I am not one to jump to conclusions based on what others say, and even less so when it comes to anything circulated via print or social media. I prefer to delve deeper into things, to understand them fully and then come to my own conclusions. Over the years I have had many conversations with my husband and other professionals in the industry about trophy hunting.  I have watched trophy hunting videos and read books about the topic. I have attended PHASA meetings where topic of hunting and its role in conservation of our wildlife, was addressed by experts in the field. I have also witnessed the negative impact hunting restrictions and hunting bans have had on the wildlife, economy and people of the countries who implemented them. Further to that, being involved in the industry, and spending time with clients on hunts, have taught me that most trophy hunters have an ethical attitude when it comes to hunting and the role it plays in conservation. The respect that is shown by these men and women to animals being hunted is something to behold. Much emphasis is placed by Outfitters, landowners and PH’s on the harvesting of older animals who have past their prime, to ensure the best genes are preserved. In the areas where hunts are conducted near villages, all the meat from the trophy animals are given to the people. For these villagers, hunters equal food and even employment. The relentless poaching of animals decreases as there is suddenly more value to a live animal than a dead one. When villagers set snares to poach animals, there is no regard for age, sex or even the type of animal that will fall prey to this cruel death, whereas a paying hunting client will often spend many days and walk for hours with their PH to carefully select the animal to be harvested.
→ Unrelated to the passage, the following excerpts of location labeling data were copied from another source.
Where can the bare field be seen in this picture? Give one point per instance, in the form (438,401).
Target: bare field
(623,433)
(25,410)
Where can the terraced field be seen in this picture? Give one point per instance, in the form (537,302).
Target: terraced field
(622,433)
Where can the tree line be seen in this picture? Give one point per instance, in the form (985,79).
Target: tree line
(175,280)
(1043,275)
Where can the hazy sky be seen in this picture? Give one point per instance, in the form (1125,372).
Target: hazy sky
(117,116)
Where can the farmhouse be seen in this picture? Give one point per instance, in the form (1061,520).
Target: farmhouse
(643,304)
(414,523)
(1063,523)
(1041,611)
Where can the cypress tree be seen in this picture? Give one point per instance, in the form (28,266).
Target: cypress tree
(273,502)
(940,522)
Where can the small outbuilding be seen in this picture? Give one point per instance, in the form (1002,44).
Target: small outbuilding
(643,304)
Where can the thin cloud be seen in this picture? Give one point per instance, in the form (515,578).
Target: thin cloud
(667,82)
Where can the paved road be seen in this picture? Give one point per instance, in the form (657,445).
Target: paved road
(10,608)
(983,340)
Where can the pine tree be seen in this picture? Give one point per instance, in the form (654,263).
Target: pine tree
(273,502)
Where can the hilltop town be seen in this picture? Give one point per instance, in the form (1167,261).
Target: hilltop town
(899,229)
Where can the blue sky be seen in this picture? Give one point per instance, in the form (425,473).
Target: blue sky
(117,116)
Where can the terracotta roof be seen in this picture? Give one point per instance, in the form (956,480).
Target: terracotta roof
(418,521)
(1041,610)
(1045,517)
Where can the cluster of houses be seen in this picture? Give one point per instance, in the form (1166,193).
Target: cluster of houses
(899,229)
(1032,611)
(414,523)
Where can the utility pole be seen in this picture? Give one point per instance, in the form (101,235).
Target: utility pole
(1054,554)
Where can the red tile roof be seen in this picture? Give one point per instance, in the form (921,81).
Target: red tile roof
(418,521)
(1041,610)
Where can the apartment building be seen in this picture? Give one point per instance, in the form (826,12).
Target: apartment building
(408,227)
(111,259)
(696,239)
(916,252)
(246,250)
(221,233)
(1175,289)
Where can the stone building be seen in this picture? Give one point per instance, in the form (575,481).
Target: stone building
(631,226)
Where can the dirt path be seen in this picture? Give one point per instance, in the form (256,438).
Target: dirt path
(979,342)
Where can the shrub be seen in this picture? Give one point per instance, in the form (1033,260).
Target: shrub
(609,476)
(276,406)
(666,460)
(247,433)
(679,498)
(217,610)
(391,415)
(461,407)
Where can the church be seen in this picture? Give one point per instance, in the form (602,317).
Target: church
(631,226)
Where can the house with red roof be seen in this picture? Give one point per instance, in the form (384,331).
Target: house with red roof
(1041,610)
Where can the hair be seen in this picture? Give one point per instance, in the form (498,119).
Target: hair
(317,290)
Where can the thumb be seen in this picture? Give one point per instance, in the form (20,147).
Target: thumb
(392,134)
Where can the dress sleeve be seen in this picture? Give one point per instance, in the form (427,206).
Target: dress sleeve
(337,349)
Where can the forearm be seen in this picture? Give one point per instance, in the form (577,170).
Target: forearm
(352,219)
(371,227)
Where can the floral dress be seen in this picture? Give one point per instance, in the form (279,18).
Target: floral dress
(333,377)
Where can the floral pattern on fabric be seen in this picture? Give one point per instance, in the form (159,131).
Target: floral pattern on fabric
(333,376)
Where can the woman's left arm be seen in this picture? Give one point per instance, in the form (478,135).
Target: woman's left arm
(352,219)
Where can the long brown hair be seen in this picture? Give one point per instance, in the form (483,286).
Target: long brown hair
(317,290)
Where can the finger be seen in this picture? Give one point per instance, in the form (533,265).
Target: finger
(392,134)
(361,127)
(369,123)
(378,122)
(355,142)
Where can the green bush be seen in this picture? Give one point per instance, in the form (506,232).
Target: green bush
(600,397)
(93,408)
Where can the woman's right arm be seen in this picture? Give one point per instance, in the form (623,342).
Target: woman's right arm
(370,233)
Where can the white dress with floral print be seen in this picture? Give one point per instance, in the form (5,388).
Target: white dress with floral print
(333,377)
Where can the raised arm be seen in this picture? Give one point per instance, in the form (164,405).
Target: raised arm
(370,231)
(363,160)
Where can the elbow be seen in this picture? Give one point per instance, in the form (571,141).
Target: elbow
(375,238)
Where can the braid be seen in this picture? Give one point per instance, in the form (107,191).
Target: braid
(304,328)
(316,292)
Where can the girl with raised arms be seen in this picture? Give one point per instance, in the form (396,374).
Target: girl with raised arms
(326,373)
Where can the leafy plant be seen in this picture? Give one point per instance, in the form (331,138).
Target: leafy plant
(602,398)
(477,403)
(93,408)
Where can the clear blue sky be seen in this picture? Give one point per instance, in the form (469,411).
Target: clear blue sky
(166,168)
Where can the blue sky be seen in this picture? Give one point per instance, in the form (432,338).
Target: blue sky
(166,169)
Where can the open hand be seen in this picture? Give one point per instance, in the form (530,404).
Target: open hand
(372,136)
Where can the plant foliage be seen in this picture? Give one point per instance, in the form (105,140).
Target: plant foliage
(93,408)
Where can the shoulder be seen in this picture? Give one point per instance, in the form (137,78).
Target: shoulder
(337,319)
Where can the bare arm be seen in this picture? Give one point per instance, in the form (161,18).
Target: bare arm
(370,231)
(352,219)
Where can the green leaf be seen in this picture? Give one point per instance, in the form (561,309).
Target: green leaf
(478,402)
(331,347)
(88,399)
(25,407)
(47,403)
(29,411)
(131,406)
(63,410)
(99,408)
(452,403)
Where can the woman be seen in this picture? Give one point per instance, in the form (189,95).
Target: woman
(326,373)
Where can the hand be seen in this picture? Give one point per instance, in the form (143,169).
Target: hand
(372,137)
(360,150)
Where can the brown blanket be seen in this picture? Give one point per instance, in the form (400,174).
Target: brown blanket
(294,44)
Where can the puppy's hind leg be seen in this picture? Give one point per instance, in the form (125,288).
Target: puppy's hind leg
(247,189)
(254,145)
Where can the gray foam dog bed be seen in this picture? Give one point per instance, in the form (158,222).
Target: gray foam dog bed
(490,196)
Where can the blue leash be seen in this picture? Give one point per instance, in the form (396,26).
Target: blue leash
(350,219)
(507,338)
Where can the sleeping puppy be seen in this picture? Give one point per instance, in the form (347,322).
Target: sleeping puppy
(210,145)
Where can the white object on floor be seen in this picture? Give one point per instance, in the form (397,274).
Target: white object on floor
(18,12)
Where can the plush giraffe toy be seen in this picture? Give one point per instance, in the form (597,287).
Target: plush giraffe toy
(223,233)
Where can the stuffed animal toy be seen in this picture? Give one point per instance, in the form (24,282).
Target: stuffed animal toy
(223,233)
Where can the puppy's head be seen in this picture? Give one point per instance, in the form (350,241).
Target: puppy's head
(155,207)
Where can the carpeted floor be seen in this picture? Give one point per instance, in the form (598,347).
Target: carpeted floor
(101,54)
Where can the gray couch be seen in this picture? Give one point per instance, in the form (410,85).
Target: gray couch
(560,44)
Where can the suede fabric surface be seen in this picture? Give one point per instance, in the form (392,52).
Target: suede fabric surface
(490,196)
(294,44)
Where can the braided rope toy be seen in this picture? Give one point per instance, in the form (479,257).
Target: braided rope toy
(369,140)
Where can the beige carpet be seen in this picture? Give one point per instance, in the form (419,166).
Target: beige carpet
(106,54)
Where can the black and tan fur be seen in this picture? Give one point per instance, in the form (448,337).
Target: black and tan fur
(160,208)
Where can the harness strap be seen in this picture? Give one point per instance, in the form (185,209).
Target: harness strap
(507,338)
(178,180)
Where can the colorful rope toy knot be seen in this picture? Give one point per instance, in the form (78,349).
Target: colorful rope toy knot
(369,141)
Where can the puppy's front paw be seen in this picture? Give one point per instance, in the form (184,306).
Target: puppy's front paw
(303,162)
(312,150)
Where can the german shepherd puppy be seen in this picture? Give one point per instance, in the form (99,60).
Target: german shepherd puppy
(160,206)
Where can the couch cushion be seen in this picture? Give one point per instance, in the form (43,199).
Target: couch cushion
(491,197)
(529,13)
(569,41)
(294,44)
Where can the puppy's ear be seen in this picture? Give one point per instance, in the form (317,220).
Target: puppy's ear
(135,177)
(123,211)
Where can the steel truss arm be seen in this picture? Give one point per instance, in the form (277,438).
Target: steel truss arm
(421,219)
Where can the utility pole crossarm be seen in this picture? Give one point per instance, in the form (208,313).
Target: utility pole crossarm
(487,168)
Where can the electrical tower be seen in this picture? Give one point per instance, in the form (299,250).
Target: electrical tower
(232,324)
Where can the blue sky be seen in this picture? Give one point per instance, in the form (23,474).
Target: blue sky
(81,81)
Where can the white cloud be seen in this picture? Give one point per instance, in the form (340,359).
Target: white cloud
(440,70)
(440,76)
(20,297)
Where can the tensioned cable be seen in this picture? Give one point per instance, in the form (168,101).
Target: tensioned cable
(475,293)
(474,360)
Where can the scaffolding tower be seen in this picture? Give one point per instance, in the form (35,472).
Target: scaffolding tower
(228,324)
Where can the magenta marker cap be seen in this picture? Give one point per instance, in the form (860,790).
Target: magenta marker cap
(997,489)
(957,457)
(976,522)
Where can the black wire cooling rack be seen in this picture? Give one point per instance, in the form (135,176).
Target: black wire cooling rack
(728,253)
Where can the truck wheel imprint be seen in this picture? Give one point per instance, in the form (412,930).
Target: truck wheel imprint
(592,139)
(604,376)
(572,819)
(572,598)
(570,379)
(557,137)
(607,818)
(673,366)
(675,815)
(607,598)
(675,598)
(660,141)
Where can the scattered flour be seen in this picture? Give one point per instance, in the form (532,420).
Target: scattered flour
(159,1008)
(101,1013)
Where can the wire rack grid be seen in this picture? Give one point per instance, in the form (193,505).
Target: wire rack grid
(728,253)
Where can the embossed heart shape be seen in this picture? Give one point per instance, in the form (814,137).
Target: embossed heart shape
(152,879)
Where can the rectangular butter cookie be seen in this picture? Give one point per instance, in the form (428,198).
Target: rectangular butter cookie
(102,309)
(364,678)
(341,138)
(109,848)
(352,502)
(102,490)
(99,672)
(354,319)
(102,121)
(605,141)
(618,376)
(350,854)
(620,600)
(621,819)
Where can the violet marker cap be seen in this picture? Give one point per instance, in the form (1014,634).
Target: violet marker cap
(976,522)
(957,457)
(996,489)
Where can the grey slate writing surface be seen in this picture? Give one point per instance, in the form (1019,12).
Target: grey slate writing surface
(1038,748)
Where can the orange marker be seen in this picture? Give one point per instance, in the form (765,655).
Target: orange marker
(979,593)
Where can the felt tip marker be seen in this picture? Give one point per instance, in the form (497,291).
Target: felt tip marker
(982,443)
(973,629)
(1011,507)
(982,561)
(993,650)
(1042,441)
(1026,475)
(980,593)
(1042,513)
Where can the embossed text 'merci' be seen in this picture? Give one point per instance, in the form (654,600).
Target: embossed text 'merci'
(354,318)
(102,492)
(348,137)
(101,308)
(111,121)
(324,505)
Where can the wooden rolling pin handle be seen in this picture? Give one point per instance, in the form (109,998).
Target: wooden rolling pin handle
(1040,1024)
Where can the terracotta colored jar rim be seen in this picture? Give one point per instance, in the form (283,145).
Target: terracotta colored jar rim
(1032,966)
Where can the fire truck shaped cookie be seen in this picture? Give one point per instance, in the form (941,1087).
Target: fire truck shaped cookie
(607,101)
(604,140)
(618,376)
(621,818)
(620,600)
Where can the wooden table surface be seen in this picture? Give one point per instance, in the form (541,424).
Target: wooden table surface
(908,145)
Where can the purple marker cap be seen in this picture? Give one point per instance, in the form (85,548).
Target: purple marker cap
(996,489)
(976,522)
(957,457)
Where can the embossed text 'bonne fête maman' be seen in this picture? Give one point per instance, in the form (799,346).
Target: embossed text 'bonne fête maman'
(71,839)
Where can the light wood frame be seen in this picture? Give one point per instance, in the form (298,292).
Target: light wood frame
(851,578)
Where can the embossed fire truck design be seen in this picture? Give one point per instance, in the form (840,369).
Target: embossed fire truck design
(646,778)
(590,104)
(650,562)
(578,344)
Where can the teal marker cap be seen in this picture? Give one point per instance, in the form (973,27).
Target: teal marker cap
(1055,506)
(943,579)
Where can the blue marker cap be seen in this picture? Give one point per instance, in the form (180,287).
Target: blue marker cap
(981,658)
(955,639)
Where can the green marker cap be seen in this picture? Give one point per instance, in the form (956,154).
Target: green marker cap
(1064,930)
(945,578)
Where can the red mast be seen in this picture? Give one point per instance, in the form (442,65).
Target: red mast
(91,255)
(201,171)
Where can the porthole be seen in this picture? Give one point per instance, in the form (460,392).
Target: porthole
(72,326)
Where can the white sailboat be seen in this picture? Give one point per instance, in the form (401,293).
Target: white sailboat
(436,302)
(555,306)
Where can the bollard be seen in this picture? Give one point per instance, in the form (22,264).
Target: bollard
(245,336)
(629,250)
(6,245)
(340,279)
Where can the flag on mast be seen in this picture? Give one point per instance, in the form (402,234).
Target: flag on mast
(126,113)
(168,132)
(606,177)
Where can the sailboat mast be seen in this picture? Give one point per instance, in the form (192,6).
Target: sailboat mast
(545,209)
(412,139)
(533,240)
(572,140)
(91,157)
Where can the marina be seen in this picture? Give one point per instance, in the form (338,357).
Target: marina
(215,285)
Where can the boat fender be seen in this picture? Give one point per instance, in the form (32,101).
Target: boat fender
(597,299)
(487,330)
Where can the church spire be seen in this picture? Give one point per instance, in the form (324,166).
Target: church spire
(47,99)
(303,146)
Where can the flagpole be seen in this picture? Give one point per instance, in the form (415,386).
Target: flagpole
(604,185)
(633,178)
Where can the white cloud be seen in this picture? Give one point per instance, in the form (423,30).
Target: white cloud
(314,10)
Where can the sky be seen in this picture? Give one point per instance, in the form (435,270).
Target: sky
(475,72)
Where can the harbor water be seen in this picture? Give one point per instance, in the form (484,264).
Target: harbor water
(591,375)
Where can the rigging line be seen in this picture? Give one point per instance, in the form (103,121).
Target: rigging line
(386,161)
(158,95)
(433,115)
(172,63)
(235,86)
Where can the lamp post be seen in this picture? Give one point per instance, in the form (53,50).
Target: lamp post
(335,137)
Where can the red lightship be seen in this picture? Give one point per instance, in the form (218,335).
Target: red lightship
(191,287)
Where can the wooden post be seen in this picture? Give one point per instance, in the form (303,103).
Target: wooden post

There is also the issue of controlling numbers and dealing with problem animals. My favourite animal is an elephant, and as much as I love these beautiful, intelligent beasts, I have seen the havoc they cause when their numbers get out of control. From destroying crops and harassing people to leaving a trail of destruction by pushing over trees, which interferes with the food source of browsers in the area. Controlling numbers by means of a paying hunting client, serves a dual purpose of ridding the area of a problem, as well as bringing much needed money into the broad spectrum of wildlife conservation in that specific area. This applies to many other animals too.

Seven years ago, PHASA released a video called PHASA: A Conservationist’s Cry, which is one of the best narrated pieces describing the tug of war between over population, human greed, the relentless demand for food and natural resources and conserving our wildlife areas throughout Africa. It further speaks to the fact that in modern times the greatest conservationists of all, happens to be those who give wildlife value – Hunters. The video is still available to view on YouTube, and I would urge anyone who has not seen it to take 17 minutes out of their day today and watch it.

I am proud to say that I genuinely believe that what we do in this industry, plays a pivotal role in conserving the continent with the greatest biodiversity on earth – Africa, the place we call home.